Irradiation enhanced diffusion and diffusional creep in U₃Si₂

U₃Si₂ is a candidate as an advanced fuel for light water reactors (LWRs). Compared to UO₂, there are significant data gaps for the thermophysical and thermomechanical properties of U₃Si₂. Atomic scale simulations can help fill in those gaps, while also providing a more mechanistic understanding of the material properties. Creep is an important property for fuel performance as it influences the pellet-cladding gap, which in turn affects the temperature of the fuel (a key parameter in many other aspects of fuel behavior). In this work, we employed a DFT-informed cluster dynamics framework to predict point defect concentrations in U₃Si₂. The concentrations, diffusivities, and volumes of these defects were used to develop a diffusional creep model based on bulk (Nabarro-Herring) and grain boundary (Coble) diffusion processes.
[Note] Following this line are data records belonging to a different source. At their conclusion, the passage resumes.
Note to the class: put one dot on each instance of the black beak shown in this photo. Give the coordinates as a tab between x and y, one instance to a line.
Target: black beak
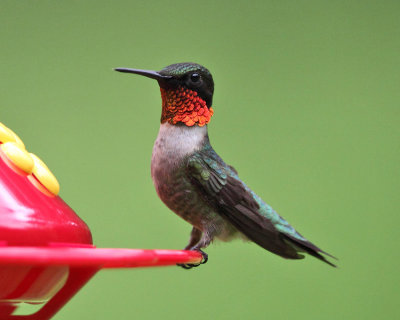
147	73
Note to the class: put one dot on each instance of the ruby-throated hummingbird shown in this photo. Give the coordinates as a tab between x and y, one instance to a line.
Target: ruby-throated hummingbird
195	183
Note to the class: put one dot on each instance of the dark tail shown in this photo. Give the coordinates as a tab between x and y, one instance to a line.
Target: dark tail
309	248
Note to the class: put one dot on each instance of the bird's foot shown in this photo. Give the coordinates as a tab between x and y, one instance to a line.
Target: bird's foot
194	265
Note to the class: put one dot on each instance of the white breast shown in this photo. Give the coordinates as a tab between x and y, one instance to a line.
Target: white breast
174	143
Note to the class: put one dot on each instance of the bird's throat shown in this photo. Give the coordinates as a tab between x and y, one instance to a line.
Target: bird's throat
184	105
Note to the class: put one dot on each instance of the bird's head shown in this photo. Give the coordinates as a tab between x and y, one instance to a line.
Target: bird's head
186	91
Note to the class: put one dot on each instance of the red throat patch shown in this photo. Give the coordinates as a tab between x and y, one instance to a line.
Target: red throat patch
184	105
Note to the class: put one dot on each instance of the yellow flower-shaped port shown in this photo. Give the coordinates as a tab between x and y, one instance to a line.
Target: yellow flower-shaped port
19	159
18	156
44	175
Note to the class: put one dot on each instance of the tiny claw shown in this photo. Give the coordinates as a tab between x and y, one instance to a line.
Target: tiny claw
191	265
204	255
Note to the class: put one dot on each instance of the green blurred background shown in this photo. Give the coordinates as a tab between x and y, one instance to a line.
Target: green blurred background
306	108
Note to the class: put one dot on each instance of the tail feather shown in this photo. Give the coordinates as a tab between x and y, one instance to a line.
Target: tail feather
309	248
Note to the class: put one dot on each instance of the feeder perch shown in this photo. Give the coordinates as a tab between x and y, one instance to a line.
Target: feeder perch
46	250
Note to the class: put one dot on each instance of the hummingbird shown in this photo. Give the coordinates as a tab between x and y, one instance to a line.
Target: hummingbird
194	182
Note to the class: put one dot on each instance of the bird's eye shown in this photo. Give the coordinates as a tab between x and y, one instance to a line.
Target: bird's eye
195	77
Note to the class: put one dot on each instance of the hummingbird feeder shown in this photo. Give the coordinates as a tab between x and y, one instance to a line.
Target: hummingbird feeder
46	250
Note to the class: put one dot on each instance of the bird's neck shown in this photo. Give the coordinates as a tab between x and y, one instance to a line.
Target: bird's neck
184	106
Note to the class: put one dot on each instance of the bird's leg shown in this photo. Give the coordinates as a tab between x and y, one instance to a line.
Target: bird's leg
196	242
195	237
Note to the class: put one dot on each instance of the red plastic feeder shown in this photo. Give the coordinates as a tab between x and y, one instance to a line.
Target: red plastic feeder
46	250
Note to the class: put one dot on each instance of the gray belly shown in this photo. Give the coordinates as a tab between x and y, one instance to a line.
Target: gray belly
168	170
178	194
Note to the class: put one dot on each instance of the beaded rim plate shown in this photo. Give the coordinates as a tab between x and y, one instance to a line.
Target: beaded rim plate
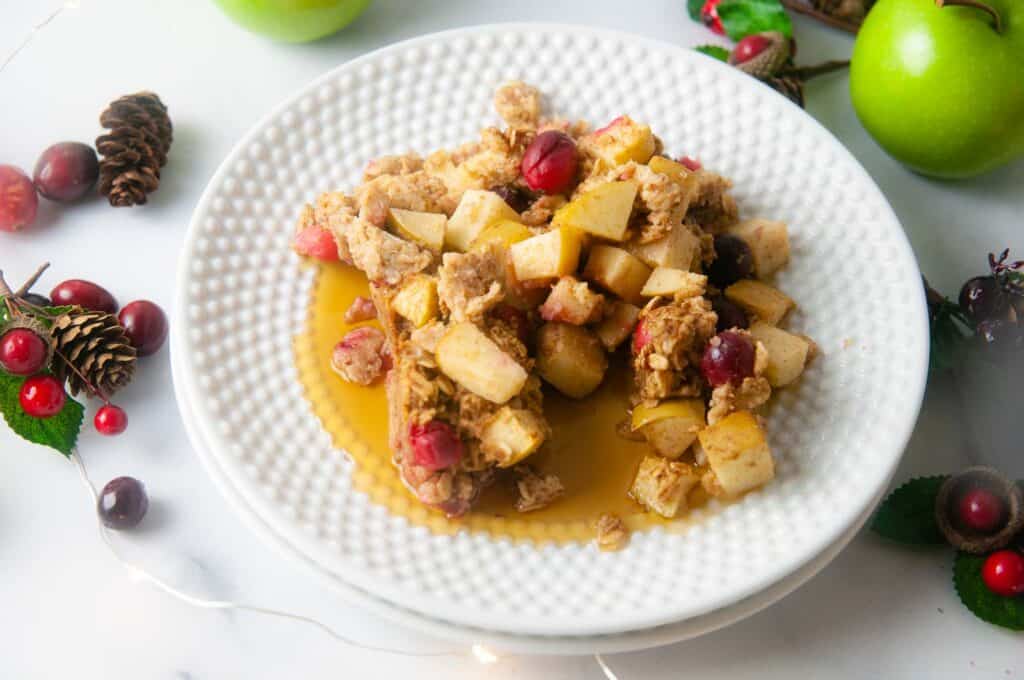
838	435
It was found that irradiation enhanced Nabarro-Herring creep is dominant at low temperatures, while Coble creep dominates for high temperatures. The model compares well against available experimental data and has been implemented in BISON. A demonstration case using simple power profiles has been carried out, showing that negligible creep occurs due to the low temperatures experienced by U₃Si₂, a consequence of its high thermal conductivity.